All of these other factors, alongside societal expectations, are likely to be important in explaining why women do so much more of the nightly care.

Professor Parsons says: ‘I’m not excluding any of those things, but this is not really what our paper is about.

‘What we were trying to test is a very specific question about how men and women can or cannot sleep through different types of sounds.’

ABOUT CIRCIDIAN RHYTHMS

Our internal circadian rhythms, or circadian clock, is responsible for waking our bodies up in the morning and ensuring they get a good night’s rest.

In a healthy person, cortisol levels peak at around 8am, which wakes us up (in theory), and drop to their lowest at 3am the next day, before rising back to its peak five hours later.

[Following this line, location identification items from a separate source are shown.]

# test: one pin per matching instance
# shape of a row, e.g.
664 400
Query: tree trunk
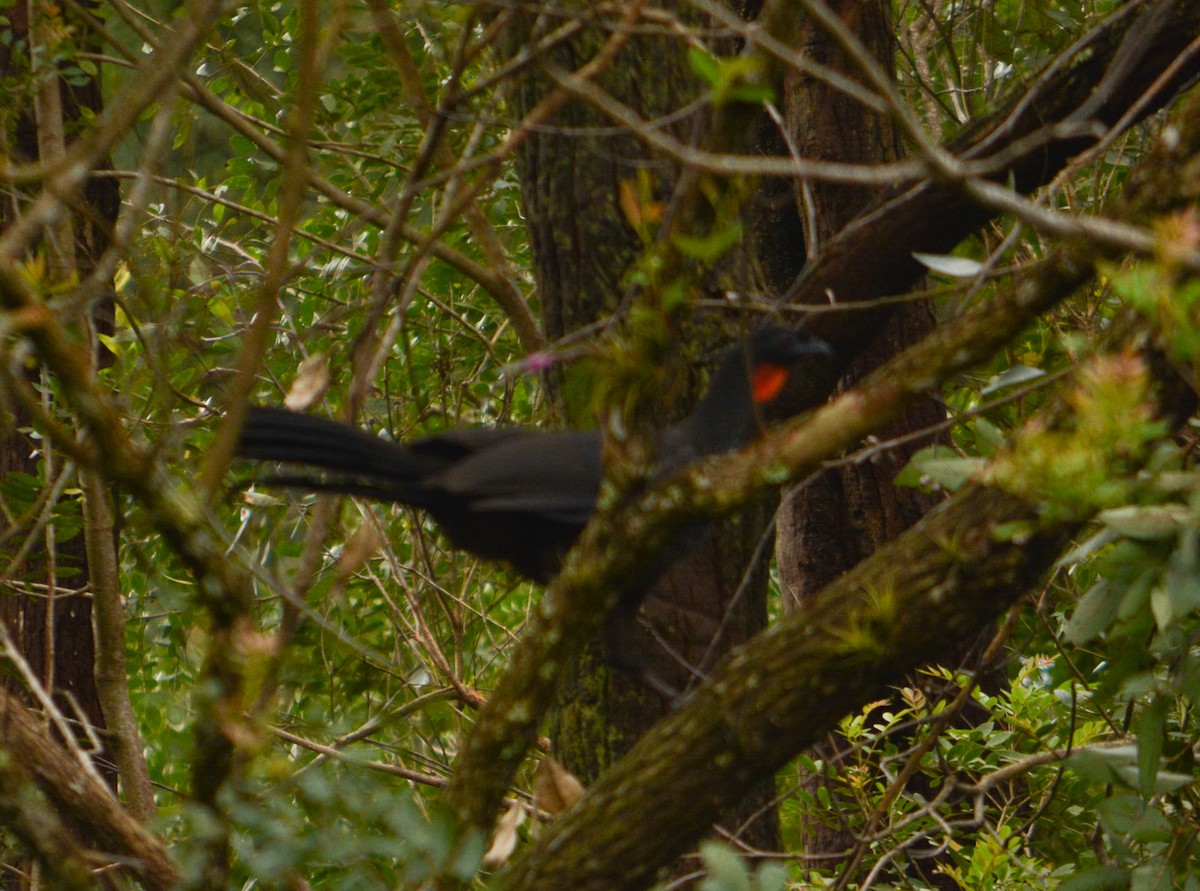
585 246
47 604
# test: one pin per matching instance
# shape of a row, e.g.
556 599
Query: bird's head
771 354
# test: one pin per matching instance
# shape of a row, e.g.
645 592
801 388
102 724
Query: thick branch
939 584
787 688
1066 111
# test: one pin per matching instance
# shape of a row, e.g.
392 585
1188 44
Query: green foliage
1079 772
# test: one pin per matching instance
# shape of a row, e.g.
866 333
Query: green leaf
726 869
708 249
1097 878
1151 522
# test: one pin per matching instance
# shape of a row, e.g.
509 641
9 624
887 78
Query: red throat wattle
766 381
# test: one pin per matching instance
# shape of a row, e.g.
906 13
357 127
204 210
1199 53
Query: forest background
979 585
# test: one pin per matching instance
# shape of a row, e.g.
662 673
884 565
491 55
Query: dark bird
521 495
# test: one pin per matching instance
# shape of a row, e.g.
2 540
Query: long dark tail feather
289 437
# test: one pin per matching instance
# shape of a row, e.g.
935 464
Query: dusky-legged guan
522 495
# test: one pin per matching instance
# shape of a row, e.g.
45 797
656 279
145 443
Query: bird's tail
358 462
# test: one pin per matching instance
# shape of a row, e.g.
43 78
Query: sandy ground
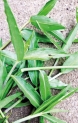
64 12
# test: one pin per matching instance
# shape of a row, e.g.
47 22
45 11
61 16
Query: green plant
30 57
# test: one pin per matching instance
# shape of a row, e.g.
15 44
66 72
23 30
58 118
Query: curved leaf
77 14
71 61
47 7
8 99
70 38
53 119
48 23
28 91
44 54
14 32
44 86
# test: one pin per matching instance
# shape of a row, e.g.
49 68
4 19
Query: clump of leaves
35 85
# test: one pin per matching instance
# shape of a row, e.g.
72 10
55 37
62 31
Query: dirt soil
64 13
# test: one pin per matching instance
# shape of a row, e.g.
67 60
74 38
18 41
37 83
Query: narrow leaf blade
44 86
48 23
53 119
47 7
44 54
71 61
28 91
70 38
14 32
8 99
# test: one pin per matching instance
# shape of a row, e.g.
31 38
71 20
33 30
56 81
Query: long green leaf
77 14
44 54
26 33
44 86
70 38
48 23
28 91
75 41
3 75
7 88
14 32
53 119
33 63
57 84
0 43
34 115
8 99
72 61
47 7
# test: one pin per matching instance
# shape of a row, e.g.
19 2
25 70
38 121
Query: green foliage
35 85
14 32
28 91
44 86
47 7
47 23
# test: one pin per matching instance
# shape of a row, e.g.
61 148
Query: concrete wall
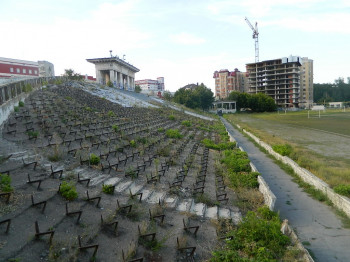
13 92
341 202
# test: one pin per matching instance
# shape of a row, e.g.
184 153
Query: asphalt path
315 223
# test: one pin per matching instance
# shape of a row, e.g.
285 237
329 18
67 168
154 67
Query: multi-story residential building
306 83
150 86
226 82
282 79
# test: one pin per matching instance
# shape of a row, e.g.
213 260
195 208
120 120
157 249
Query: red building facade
18 68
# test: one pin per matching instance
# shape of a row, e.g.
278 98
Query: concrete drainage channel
83 219
270 199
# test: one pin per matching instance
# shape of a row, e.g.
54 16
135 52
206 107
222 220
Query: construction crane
256 37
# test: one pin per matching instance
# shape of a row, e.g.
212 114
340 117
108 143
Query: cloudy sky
184 41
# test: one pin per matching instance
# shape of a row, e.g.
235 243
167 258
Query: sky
184 41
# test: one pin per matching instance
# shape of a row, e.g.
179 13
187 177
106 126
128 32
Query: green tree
256 102
198 96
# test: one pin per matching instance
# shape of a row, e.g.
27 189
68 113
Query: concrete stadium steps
124 186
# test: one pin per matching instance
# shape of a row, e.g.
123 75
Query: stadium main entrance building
115 70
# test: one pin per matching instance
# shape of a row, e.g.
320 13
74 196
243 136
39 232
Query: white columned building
120 73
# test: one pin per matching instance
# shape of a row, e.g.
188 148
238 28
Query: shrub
5 183
142 140
284 150
131 172
115 128
257 237
108 189
243 179
68 190
111 114
58 82
94 160
221 146
173 133
133 143
186 123
33 134
342 190
236 161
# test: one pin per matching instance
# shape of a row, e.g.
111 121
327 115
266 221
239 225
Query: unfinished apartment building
287 80
226 82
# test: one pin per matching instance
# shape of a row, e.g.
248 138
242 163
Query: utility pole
256 37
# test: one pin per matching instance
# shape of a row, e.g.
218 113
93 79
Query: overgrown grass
94 160
205 199
68 190
220 146
5 183
257 238
173 133
108 189
313 192
332 170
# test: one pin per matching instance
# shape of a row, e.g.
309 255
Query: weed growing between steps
68 190
5 183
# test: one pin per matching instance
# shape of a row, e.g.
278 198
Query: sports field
320 140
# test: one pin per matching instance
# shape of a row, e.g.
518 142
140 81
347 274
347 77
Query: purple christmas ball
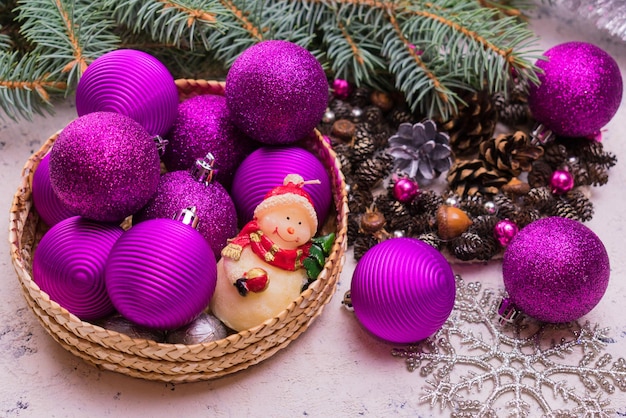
277 92
204 124
177 190
46 202
267 167
132 83
69 264
402 290
555 270
161 274
580 90
104 166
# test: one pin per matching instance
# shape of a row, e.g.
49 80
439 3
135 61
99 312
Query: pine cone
580 202
540 175
474 122
510 153
341 109
472 177
362 244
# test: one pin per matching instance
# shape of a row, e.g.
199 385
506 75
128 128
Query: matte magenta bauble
556 270
277 92
580 91
46 202
204 124
177 190
69 265
104 166
402 290
161 274
132 83
268 166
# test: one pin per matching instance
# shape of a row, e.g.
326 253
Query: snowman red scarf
265 249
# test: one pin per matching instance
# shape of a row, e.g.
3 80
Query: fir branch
25 85
68 35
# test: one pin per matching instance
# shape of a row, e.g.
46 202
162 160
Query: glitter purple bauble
580 90
277 92
47 204
267 167
104 166
132 83
556 270
69 264
402 290
203 124
161 274
177 190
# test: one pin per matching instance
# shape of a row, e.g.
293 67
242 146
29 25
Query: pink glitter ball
580 90
177 190
561 182
504 231
556 270
104 166
405 190
277 92
204 125
402 290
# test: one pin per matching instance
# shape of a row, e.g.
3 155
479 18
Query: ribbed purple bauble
267 167
277 92
217 217
402 290
48 205
555 270
104 166
161 274
132 83
204 124
69 263
580 90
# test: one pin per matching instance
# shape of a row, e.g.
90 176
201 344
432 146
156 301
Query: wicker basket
147 359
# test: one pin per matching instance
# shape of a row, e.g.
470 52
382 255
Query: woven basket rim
23 217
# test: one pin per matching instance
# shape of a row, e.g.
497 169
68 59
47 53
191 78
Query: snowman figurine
261 270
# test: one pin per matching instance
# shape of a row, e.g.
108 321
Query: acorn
451 222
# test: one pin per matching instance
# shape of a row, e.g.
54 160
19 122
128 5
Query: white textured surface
334 369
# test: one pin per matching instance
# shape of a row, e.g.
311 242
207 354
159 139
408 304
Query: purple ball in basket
104 166
203 124
217 217
161 274
46 202
555 270
402 290
268 166
277 92
69 264
132 83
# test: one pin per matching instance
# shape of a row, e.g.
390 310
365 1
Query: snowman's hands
254 280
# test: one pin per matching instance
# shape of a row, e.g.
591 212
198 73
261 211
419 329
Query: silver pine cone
420 151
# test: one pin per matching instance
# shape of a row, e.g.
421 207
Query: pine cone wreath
510 153
473 177
474 123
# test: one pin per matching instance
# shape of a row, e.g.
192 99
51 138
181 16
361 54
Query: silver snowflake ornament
420 151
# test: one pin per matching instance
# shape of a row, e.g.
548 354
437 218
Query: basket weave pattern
147 359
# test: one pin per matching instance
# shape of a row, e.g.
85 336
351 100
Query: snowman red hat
290 193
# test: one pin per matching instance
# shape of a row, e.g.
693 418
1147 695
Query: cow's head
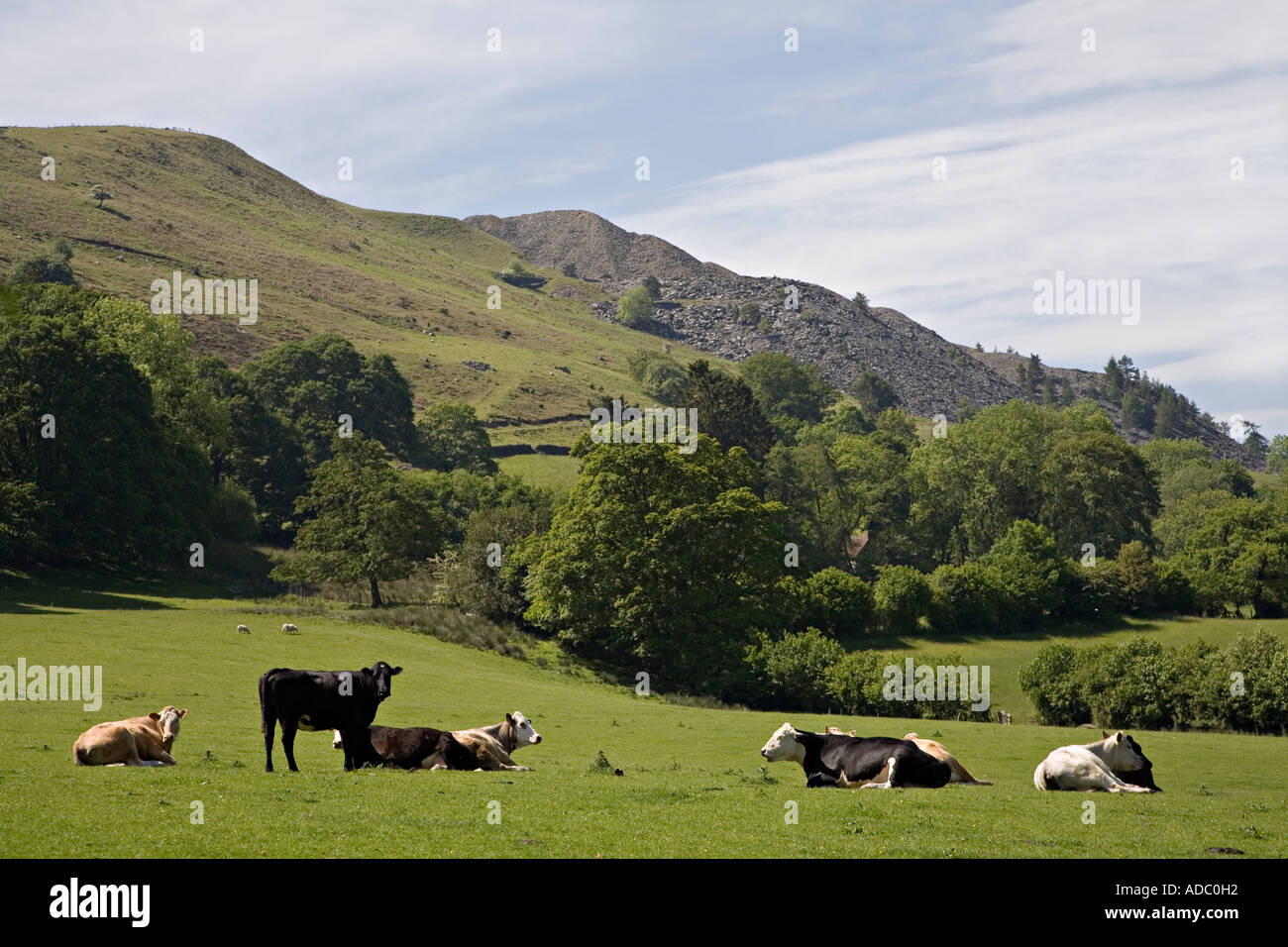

Ideally, this 8am peak will be triggered by exposure to sunlight, if not an alarm. When it does, the adrenal glands and brain will start pumping adrenaline. 

By mid-morning, the cortisol levels start dropping, while the adrenaline (for energy) and serotonin (a mood stabilizer) keep pumping. 

At midday, metabolism and core body temperature ramp up, getting us hungry and ready to eat.

After noon, cortisol levels start their steady decline. Metabolism slows down and tiredness sets in. 

Gradually the serotonin turns into melatonin, which induces sleepiness. 

Our blood sugar levels decrease, and at 3am, when we are in the middle of our sleep, cortisol levels hit a 24-hour low.